You Booze, You Win?

by Ali Sherbach

Class of 2006

Watching as I walked up to the register with two handles of vodka, my mother eyes widened. “Are you really going to drink all that over the course of the semester?” she asked. Laughing awkwardly, I looked away and told her that I would be sharing the vodka with friends. College translation: The vodka will be gone in a fortnight (if I’m lucky enough to stretch it that long).

But the cards were against me and the vodka lasted less than a week. I wish I could say that I shared my spirits generously, threw a small party, or even accidentally misplaced a bottle, but the events of the past week spin a slightly different tale. A tale, mind you, that I have a vague idea of at best, which is par for the course when it comes to binge drinking.

What I do remember however, is nothing I’d call home to tell Mom about. After getting silly with liquor on Monday night, I spent my Wednesday night consuming an entire thirty-rack of beer with my two roommates. A casual game of Beirut ended my Thursday night, after which my roommate and I found ourselves alone with two juniors we had met only moments earlier on a five-minute Cruiser ride.

But the best was yet to come. I discovered one of these men on our futon the next afternoon – yes, afternoon – covered in vomit, barely recalling how he got where he was and with no memory whatsoever of either my or my roommate’s names. Friday and Saturday were mostly uneventful, but this might be because the only thing I actually remember from the weekend is walking up to a bouncer at one of the bars and leaving with his phone number programmed into my cell phone. Please, hold your judgment.

As a four-year veteran of the Colgate drinking scene, I’m aware that drinking five days of the week is not something that many students would find shocking or outlandish; my stories are those told in any typical week by any typical student. When I think back to my freshman year, however, I am taken aback at the change in my attitude towards drinking. Back then I would never have even considered the possibility of going out so often. Back then I would never have even so much as sipped an alcoholic beverage.

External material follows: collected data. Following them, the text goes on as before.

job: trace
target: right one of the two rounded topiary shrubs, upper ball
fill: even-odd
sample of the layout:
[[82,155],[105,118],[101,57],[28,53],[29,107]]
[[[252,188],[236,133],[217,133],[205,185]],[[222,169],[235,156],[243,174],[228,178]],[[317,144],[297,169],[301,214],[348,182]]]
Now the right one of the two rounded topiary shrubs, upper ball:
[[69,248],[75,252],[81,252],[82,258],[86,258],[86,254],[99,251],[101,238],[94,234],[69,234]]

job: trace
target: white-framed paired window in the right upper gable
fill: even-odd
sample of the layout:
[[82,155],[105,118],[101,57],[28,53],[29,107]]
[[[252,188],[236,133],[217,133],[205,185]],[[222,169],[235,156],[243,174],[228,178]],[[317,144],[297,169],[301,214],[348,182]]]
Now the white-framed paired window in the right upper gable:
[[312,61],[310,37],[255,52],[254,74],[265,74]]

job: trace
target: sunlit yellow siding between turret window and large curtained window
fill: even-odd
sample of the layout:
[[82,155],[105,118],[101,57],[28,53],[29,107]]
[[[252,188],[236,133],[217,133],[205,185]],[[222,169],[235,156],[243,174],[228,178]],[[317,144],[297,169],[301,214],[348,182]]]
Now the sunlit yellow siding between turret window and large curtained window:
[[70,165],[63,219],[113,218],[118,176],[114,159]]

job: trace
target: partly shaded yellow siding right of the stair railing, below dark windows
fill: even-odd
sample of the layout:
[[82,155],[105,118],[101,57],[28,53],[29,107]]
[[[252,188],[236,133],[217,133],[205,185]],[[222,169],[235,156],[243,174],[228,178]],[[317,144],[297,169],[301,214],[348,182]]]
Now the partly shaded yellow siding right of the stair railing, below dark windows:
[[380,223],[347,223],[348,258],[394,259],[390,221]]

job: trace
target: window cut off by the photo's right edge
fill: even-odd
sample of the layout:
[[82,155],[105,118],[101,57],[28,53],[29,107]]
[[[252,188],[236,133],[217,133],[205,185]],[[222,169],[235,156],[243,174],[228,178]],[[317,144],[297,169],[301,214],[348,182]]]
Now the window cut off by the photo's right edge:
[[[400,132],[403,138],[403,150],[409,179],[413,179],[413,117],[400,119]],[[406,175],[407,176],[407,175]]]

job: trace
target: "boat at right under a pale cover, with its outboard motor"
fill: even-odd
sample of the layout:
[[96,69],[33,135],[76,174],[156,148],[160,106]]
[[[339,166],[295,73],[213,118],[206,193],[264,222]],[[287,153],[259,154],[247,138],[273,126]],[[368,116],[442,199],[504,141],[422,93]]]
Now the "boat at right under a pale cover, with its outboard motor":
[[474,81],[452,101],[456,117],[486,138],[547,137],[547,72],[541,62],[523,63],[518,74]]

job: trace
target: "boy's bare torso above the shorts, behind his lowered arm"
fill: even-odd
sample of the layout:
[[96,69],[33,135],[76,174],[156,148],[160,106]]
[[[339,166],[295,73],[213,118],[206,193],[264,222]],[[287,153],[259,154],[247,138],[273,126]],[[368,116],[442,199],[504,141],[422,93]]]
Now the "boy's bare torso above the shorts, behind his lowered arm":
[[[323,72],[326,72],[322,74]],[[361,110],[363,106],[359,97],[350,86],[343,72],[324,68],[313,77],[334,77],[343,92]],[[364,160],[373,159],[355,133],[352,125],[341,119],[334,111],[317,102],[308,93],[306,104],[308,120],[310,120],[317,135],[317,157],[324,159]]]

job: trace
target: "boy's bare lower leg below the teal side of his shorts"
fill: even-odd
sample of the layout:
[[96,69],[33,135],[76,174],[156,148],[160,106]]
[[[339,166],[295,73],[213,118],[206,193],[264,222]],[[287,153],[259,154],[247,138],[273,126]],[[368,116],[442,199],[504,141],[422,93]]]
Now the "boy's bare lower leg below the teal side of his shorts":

It’s true, just four years ago I was what you might consider “straightedge.” I didn’t use curse words, I didn’t break rules and I most certainly did not drink alcohol. I think the not-drinking thing was what really set me apart from my peers. At the time it made me different, and I thought being different was equivalent to being something special. It seemed like everyone was going out and having fun, but why should I be like everyone else? Joining in meant giving up what I considered the most interesting thing about myself, the only thing that really made me stand out.

After two miserable years here, I made a choice that changed my life. I decided I did not have to sit alone in my room every night if I didn’t want to. I decided there are worse fates than being “just like everyone else”. I guess the politically correct thing to say is that I harbor some regrets about all this, or that I don’t recommend drinking to anyone before the age of 21, but the truth is something quite different.

By opening myself up and connecting with people rather than distancing myself from them, I learned more about who I was and what I wanted from life in a few months than I had in the past twenty years. Don’t get me wrong: I understand that there is little to be proud of when you find yourself getting belligerent more nights of the week than not and I agree that college drinking is out of control, but it beats spending your evenings alone or feeling like you’re being molested every time you enter the Jug.

Is it wrong and illegal to drink when you are under the age of 21? Yes. Is it wrong to give in to a kind of group mentality? Probably, but I did. And quite frankly it’s not something I’m willing to apologize for.

What I’ve really learned in the past four years, and even in the past week, is that you will never meet someone who is exactly like you. If at the end of the day the only thing that you find interesting about yourself is your conscious decision to be different, then maybe you’re selling yourself a little short.